AWM Microsoft Research Prize in Algebra and Number Theory 2020
Citation
The 2020 AWM Microsoft Research Prize in Algebra and Number Theory is presented to Professor Melody Chan, in recognition of her in recognition of Chan’s advances at the interface between algebraic geometry and combinatorics.
Professor Chan received her doctorate in 2012 from University of California, Berkeley and held an NSF Postdoctoral Fellowship at Harvard University. She is currently an Assistant Professor at Brown University, a Sloan Research Fellow, and has recently won an NSF CAREER Award.
Chan is known for an exceptional combination of strength in both combinatorics and algebraic geometry, as well as her ability to fearlessly digest difficult techniques from other fields of mathematics. Chan has proved numerous conjectures across tropical geometry, graph theory, and algebraic geometry.
In Chan’s recent work with Galatius and Payne, they showed that the cohomology of the moduli space of genus g curves grows exponentially in a particular degree, an astounding result which contradicts conjectures of Kontsevich and Church-Farb-Putman that said this cohomology should vanish. This breakthrough comes from a deep study of moduli spaces of tropical curves.
Chan’s foundational work on the moduli of metric graphs and tropical curves, both solo and with several co-authors, is central to the field, already having important applications, and is expected to continue to lead to further work far beyond the original papers. Chan’s work with López Martín, Pflueger, and Teixidor i Bigas proves beautiful new results on the expected number of turns in a random Young tableau and then applies them to give explicit topological information on Brill-Noether varieties that seemed beyond reach before their work.
Beyond her outstanding scientific achievements, Chan has assumed leadership roles to promote the participation of women in research, co-organizing Women@AGNES (Algebraic Geometry Northeastern Series) at Brown and Yale; serving as Faculty Advisor for the Horizons Seminar at Brown, featuring talks and workshops on topics including diversity, community, and career development for young mathematicians; and organizing the peer Mentoring Network for women in math at Brown.

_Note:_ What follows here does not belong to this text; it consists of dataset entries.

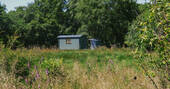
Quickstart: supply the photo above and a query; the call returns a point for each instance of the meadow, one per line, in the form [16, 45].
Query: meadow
[101, 68]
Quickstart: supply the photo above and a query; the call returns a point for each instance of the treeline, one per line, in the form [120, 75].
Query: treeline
[41, 22]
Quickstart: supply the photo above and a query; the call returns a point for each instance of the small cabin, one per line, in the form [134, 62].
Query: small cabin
[70, 42]
[94, 43]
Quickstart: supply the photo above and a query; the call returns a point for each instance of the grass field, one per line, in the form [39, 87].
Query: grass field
[71, 69]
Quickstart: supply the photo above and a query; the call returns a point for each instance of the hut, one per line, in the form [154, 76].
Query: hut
[94, 43]
[69, 42]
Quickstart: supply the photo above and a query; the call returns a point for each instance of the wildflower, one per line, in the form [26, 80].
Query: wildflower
[39, 86]
[111, 61]
[26, 81]
[37, 75]
[28, 64]
[35, 67]
[47, 72]
[41, 60]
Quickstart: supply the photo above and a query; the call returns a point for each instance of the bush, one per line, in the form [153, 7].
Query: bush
[150, 32]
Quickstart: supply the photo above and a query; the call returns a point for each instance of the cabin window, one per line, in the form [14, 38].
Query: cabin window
[68, 41]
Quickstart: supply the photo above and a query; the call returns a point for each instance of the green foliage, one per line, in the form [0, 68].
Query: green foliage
[41, 22]
[150, 32]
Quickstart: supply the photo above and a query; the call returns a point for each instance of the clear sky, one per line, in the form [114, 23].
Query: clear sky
[11, 4]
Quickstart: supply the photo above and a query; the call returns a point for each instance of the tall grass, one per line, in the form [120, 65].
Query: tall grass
[82, 69]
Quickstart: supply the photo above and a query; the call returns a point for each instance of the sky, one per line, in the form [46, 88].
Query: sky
[11, 4]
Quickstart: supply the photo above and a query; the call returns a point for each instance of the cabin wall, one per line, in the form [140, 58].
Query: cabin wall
[74, 44]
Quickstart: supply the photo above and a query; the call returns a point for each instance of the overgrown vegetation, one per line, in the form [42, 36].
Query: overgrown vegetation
[85, 69]
[150, 33]
[143, 28]
[41, 22]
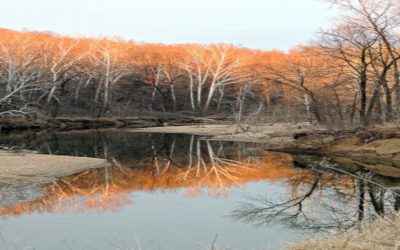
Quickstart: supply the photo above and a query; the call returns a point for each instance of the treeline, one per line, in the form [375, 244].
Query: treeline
[346, 74]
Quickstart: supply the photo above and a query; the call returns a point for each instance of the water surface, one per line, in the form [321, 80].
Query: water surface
[173, 191]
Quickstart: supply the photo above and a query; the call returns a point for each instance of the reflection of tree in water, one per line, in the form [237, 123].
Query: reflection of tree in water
[167, 163]
[320, 199]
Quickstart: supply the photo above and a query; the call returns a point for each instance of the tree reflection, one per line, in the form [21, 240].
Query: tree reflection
[319, 199]
[169, 163]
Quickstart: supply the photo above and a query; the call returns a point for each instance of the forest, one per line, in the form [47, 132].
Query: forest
[346, 74]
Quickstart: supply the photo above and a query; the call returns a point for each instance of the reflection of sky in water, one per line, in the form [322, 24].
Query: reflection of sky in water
[169, 219]
[162, 189]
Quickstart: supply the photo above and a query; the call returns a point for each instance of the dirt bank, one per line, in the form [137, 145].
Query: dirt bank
[376, 142]
[232, 133]
[19, 168]
[8, 125]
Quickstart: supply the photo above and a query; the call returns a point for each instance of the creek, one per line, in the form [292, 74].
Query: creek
[175, 191]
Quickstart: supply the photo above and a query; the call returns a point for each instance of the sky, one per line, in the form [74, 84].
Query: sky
[258, 24]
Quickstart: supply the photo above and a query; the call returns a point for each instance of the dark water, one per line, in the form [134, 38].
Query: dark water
[173, 191]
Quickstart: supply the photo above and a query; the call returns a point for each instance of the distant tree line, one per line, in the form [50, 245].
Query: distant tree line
[347, 74]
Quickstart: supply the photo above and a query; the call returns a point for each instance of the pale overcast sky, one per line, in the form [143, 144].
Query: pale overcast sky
[264, 24]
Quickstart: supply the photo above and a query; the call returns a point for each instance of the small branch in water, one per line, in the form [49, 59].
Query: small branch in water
[213, 245]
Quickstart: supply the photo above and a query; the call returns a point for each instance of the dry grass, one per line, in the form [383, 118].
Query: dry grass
[382, 233]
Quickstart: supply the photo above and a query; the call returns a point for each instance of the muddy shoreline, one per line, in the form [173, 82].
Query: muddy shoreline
[10, 125]
[381, 142]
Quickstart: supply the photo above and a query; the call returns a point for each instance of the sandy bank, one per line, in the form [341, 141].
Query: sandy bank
[227, 132]
[377, 142]
[18, 169]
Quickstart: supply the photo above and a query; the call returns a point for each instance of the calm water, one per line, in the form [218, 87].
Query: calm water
[172, 191]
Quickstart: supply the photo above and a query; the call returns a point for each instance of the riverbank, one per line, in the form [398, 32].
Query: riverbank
[8, 125]
[382, 233]
[380, 142]
[20, 170]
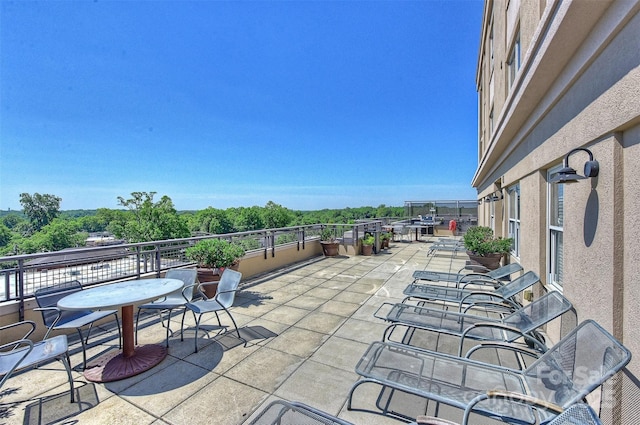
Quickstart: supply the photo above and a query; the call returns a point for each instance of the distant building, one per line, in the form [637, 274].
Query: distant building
[554, 76]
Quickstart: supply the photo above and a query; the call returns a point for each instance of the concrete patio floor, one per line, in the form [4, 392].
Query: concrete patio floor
[306, 328]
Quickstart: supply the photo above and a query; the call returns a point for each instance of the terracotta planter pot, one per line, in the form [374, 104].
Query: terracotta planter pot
[330, 249]
[490, 261]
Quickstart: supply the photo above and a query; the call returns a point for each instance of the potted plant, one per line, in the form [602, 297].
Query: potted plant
[483, 248]
[367, 244]
[330, 244]
[385, 237]
[212, 257]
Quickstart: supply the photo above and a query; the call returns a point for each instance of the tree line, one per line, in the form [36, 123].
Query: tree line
[42, 227]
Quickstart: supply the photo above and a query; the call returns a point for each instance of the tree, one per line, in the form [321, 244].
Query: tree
[211, 220]
[5, 235]
[40, 209]
[151, 221]
[247, 219]
[275, 215]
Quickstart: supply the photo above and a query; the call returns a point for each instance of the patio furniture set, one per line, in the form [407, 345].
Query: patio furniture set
[546, 385]
[70, 306]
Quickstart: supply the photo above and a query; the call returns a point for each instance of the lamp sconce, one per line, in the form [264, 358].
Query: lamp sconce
[568, 175]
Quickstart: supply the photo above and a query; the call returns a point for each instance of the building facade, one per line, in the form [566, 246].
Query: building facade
[556, 76]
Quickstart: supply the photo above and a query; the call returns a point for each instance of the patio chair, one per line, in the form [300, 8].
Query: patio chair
[578, 364]
[487, 277]
[173, 301]
[24, 353]
[503, 294]
[576, 414]
[56, 319]
[282, 412]
[223, 300]
[522, 323]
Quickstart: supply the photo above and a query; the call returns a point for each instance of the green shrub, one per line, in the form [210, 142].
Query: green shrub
[480, 241]
[215, 253]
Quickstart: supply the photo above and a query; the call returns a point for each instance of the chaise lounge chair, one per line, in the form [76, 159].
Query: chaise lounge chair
[492, 277]
[577, 365]
[461, 296]
[522, 323]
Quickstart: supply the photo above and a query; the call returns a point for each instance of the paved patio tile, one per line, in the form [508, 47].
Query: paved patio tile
[321, 322]
[306, 302]
[267, 368]
[297, 341]
[305, 329]
[340, 353]
[223, 401]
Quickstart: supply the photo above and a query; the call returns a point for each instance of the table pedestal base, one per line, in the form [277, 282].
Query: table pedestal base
[114, 366]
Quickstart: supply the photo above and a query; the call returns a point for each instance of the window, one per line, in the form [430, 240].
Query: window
[556, 223]
[491, 121]
[513, 196]
[513, 63]
[491, 44]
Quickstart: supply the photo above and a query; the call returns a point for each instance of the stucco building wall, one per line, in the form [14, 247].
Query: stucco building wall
[578, 86]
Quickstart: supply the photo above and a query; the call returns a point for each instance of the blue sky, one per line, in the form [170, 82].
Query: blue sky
[310, 104]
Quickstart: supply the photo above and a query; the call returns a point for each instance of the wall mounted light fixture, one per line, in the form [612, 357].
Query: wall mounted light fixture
[568, 175]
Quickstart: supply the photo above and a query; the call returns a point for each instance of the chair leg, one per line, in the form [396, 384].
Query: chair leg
[137, 319]
[84, 351]
[168, 325]
[67, 365]
[234, 324]
[195, 339]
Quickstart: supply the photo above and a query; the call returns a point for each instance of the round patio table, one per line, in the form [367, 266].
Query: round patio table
[133, 359]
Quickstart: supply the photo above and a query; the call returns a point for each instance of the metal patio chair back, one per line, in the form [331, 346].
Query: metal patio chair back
[223, 301]
[282, 412]
[578, 364]
[24, 353]
[57, 319]
[175, 300]
[480, 274]
[522, 323]
[504, 293]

Researchers call Chan a “leader” and a “major force” and are impressed by both her insights and her technical prowess. AWM congratulates Melody Chan for her well-deserved AWM Microsoft Research Prize.
Response from Melody Chan
I am happy to receive the 2020 AWM Microsoft Prize in Algebra, and I thank the AWM and Microsoft for their generosity in recognizing my work. I have learned so much from my close collaborators: Renzo Cavalieri, Soren Galatius, Sam Payne, Nathan Pflueger, Martin Ulirsch, and Jonathan Wise. I’m also grateful for the support and mentorship of Dan Abramovich, Matt Baker, Lucia Caporaso, Joe Harris, Diane Maclagan, and especially my PhD advisor Bernd Sturmfels; and many other mathematicians, including my many supportive colleagues at Brown.
Getting to do research in mathematics is a privilege. After all, basic research in math and science is a long game: we get to study fundamental questions that may have no applications right now but, in totality and over the course of history, make an outsize impact in ways we couldn’t have predicted. And we get to have fun while doing it, too. But that whole calculus is predicated on having time, having breathing room, to think about the long game at all. Right now, I’m less and less sure that we have that room. We have a climate crisis on our hands, crises of civil rights and human rights, crises of democracy and disenfranchisement, entire crises of empathy. Our country is taking children from their parents. I’ve never been more concerned for my country and my community than I am now.
Being a math professor is, I think, still the best thing I personally know how to do. It’s getting harder to carry out basic math research—like research on the combinatorics and geometry of moduli spaces, say—with any moral certainty. But there are many parts of the job that do have an immediate impact. We must train students well, and find ways to support and include more of them in the first place; we must be role models, while interrogating our role as scientists; we must make more noise altogether. Let’s work together on prioritizing these aspects of the profession, even while we push on our foundational research.